In the past few years, India has become a predominant player in the microfinance sector in the sub-continent. While the sector has recorded phenomenal growth in recent years, incidences of over-indebtedness (OID) are being reported in various parts of the country as well. The study aimed to provide a comprehensive understanding of the problem of over-indebtedness and its extent in the selected areas of Allahabad (Uttar Pradesh), Indore (Madhya Pradesh) and Mysore (Karnataka).
The level of indebtedness was estimated through a Net Indebtedness Index. The indebtedness level of borrowers was classified as follows:
1. Not over-indebted (index of indebtedness <0.40): household borrowers who spend less than 40% of monthly net incomes, or profit after taxes in case of enterprises, on the payment of monthly credit installments.
2. At risk (index of indebtedness = 0.40 – 0.75): household borrowers who spend 50% to 75% of monthly net incomes or profit in the payment of monthly credit installments.
3. At critical phase (index of indebtedness = 0.75 – 1.0): household borrowers who spend 75% to 100% of net monthly income or profit in the payment of monthly credit installments.
4. Insolvent (index of indebtedness > 1.0): household borrowers who spend all monthly net incomes or profit in the payment of monthly credit installments; monthly installments exceed the value of their net incomes.

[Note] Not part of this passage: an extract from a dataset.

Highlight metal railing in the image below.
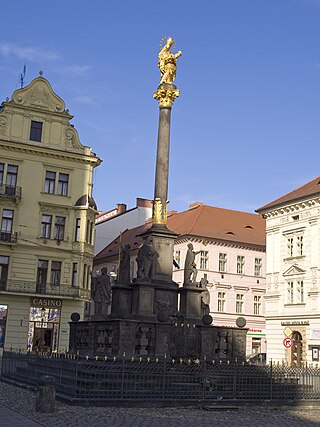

The varied scales of analysis used in the three districts identified which have the largest proportion of “borrowers servicing more than three MFI loans”, provided an opportunity for thorough assessment of where the problem of OID lies. Multiple borrowings, high debt-service burden, discrepancy between stated purpose and actual usage of loans, inflexibility in repayment schedules as perceived by the respondents, and pipeline loaning were some of the major factors linked to their indebtedness levels. The fundamental problem lay in the debt-income ratio of over-indebted households, which resulted in high levels of repayment anxiety and often pushed borrowers to resort to cross-borrowing. This trend was found to be more prevalent among low and unstable income groups, particularly households that relied on agricultural and wage-based occupations.
The findings of the study have important implications for credit policies and programmes that increasingly focus on access and saturation. There is a need for more focused, customized approach to credit access, basis on the needs of the individual borrower.